The Metastatic Pancreatic Adenocarcinoma Clinical Trial (MPACT) randomly assigned 861 patients to nab-paclitaxel 125 mg/m2 followed by gemcitabine 1,000 mg/m2 on days 1, 8, and 15 every 4 weeks (n=431) or gemcitabine 1,000 mg/m2 weekly alone for 7 weeks (cycle 1), then days 1, 8, and 15 every 4 weeks in subsequent cycles (n=430).
Baseline characteristics were well balanced between the two arms. Median age was 63 years and Karnofsky performance status was 90-100 in 60% of patients. Head of pancreas lesions were present in 43% of patients; 84% had metastases of the liver and 39%, the lung; and 52% had CA 19-9 ≥59 x ULN (upper limit of normal). Treatment duration was 4 months in the nab-paclitaxel/gemcitabine arm and 3 months in the gemcitabine-alone arm.

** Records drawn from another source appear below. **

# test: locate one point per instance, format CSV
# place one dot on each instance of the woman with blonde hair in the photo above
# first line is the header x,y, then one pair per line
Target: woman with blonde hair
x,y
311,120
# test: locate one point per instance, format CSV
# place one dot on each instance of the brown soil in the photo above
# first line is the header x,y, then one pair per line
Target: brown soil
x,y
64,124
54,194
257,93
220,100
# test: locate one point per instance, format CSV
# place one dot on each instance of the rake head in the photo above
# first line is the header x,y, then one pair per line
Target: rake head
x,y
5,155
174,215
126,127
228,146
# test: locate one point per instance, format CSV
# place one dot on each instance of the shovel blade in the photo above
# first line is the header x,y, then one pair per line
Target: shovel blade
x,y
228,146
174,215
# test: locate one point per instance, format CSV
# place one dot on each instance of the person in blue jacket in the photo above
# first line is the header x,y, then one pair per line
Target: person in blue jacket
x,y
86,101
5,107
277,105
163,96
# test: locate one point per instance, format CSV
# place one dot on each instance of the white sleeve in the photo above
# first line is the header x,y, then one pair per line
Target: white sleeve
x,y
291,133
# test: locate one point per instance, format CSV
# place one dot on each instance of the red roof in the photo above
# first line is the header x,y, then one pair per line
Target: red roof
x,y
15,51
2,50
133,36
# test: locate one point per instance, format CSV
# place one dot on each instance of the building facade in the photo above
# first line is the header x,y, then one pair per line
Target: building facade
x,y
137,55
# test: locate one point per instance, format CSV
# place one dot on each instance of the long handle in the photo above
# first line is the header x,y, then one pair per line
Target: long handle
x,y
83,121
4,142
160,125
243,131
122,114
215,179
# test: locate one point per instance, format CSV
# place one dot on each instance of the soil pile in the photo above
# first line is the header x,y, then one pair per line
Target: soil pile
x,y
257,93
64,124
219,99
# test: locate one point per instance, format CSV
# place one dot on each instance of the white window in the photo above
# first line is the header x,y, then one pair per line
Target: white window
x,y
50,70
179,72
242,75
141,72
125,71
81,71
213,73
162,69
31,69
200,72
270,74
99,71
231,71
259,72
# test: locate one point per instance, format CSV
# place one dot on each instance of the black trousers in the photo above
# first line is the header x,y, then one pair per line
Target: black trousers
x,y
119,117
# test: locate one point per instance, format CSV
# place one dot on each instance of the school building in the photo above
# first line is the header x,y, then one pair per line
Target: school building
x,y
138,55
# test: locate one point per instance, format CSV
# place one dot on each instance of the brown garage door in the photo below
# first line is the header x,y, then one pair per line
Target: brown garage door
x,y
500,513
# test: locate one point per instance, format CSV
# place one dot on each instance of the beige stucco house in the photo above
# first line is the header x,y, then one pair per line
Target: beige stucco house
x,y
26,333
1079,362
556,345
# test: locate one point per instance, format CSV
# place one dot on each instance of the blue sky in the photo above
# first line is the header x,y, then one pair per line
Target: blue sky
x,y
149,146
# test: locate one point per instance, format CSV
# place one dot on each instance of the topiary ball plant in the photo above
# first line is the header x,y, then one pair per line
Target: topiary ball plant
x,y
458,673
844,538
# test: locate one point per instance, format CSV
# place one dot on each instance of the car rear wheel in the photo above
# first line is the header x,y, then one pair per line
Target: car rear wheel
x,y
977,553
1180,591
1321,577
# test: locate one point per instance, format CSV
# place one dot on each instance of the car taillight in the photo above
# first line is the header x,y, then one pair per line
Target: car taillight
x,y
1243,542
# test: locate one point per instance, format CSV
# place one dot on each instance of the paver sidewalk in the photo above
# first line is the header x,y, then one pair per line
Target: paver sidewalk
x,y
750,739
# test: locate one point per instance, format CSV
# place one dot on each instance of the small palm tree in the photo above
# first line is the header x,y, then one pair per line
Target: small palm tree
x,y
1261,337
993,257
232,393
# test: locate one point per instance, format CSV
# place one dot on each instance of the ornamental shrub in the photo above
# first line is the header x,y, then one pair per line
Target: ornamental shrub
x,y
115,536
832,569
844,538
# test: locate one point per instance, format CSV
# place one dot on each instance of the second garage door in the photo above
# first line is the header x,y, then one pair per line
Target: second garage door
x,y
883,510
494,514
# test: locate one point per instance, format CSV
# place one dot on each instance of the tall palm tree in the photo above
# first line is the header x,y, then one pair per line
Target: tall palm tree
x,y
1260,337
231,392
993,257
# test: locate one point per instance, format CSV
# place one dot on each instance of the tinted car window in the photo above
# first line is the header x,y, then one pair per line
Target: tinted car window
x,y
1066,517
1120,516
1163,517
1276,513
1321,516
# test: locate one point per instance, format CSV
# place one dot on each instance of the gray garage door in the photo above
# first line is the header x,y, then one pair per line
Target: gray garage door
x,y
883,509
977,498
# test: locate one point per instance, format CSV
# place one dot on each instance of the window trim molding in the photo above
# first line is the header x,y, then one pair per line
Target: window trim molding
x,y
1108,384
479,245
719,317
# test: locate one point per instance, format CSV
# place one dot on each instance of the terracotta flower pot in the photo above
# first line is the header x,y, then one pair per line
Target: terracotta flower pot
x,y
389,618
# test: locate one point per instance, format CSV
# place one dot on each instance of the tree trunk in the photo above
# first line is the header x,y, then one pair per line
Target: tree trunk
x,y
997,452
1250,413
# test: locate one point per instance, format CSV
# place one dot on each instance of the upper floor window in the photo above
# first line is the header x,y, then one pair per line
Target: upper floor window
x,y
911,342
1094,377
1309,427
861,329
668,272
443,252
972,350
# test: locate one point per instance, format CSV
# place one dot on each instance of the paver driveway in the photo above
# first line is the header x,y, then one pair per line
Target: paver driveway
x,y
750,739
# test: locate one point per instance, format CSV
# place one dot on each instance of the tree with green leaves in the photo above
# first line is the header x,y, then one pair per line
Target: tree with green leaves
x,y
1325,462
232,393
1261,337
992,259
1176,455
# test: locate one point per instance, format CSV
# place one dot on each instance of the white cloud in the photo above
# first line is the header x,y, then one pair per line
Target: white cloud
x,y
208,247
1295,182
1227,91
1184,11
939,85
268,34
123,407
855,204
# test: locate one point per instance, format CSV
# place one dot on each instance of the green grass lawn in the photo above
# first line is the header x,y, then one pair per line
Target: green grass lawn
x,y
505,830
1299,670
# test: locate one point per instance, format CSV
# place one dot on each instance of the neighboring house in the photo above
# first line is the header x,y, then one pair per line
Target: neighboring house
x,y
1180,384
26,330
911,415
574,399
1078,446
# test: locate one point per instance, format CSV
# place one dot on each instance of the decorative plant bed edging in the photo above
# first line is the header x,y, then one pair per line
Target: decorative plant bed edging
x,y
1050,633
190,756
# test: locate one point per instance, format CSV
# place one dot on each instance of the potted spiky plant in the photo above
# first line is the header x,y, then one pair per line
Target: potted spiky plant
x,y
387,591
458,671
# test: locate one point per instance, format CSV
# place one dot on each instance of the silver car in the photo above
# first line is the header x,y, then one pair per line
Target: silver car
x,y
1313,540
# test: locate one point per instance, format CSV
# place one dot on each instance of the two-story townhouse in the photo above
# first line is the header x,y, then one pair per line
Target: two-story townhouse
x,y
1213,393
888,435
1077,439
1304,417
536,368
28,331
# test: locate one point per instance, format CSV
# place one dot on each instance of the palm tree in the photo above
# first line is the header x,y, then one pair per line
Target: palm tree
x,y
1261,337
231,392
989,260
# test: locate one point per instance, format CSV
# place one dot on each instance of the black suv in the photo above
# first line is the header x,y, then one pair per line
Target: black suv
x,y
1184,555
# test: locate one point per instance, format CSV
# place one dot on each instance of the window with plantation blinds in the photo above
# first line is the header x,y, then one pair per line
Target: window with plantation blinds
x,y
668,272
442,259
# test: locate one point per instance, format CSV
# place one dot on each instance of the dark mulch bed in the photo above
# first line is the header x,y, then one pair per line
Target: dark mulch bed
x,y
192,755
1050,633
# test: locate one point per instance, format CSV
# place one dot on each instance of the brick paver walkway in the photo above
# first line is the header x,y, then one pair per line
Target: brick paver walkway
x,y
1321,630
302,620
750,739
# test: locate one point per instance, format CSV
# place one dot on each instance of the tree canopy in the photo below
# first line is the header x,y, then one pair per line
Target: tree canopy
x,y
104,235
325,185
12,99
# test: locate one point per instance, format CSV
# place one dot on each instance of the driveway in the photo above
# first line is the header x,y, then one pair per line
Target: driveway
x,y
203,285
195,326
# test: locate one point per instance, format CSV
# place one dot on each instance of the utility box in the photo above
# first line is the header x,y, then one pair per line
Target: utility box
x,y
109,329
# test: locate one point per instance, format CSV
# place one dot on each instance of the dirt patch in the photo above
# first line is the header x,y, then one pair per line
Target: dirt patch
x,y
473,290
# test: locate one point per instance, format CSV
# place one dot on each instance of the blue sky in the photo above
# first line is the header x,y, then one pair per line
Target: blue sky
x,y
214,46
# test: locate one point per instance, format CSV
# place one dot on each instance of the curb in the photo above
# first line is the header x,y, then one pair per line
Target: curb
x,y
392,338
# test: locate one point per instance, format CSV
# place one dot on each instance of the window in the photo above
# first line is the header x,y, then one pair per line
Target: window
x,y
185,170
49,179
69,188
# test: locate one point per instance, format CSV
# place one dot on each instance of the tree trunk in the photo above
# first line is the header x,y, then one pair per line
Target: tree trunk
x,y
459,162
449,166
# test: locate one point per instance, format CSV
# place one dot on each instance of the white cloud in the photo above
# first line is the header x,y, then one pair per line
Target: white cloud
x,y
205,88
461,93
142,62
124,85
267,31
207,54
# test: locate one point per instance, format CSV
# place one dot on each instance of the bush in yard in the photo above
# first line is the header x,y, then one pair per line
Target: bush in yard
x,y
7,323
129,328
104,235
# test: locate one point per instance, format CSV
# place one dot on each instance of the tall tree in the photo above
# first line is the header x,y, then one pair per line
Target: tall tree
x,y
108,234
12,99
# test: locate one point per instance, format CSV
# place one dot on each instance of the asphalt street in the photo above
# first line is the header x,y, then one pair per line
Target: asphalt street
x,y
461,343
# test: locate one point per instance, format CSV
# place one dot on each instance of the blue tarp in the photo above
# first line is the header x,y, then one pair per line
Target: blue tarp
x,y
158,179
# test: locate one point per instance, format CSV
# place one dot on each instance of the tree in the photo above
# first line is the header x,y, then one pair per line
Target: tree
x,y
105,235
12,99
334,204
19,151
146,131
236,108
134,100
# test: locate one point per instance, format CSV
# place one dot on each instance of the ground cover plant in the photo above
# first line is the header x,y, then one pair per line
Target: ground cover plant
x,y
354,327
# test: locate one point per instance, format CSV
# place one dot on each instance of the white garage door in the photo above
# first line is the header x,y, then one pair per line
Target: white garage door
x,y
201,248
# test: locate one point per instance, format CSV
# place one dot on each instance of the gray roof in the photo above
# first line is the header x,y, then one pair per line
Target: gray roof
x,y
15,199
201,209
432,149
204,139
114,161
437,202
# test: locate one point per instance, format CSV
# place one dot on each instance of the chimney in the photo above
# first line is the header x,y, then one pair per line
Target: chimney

In the nab-paclitaxel/gemcitabine arm, median overall survival (OS) was 8.5 months versus 6.7 months in the gemcitabine alone arm (hazard ratio [HR], 0.72; 95% CI: 0.617–0.835; P=0.000015). One-year survival was 35% and 22% (P=0.0002) and 2-year survival, 9% and 4% (P=0.02), respectively.
Median progression-free survival (PFS) was 5.5 months in the nab-paclitaxel/gemcitabine arm and 3.7 months in the gemcitabine-alone arm (HR, 0.69; 95% CI: 0.581–0.821; P=0.000024) and 1-year PFS was 16% and 9% (P=0.031876).
Median time to treatment failure was 5.1 months in the combination arm and 3.6 months in the gemcitabine arm (HR, 0.70; 95% CI: 0.604–0.803; P<0.0001).
Overall response rate was 23% for nab-paclitaxel/gemcitabine compared with 7% for gemcitabine alone (response rate ratio 3.19; P=1.1 x 10-10).
The most common grade ≥3 adverse events were neutropenia (38% in the nab-paclitaxel plus gemcitabine arm vs. 27% in the gemcitabine arm), fatigue (17% vs. 7%), and neuropathy (17% vs. 1%). Grade ≥3 neuropathy improved to grade ≤1 in 29 days, Dr. Von Hoff reported. Febrile neutropenia was reported in 3% of patients in the combination arm versus 1% in the gemcitabine arm.
The 2013 Gastrointestinal Cancers Symposium is co-sponsored by the American Gastroenterological Association (AGA) Institute, the American Society of Clinical Oncology (ASCO), the American Society for Radiation Oncology (ASTRO), and the Society of Surgical Oncology (SSO).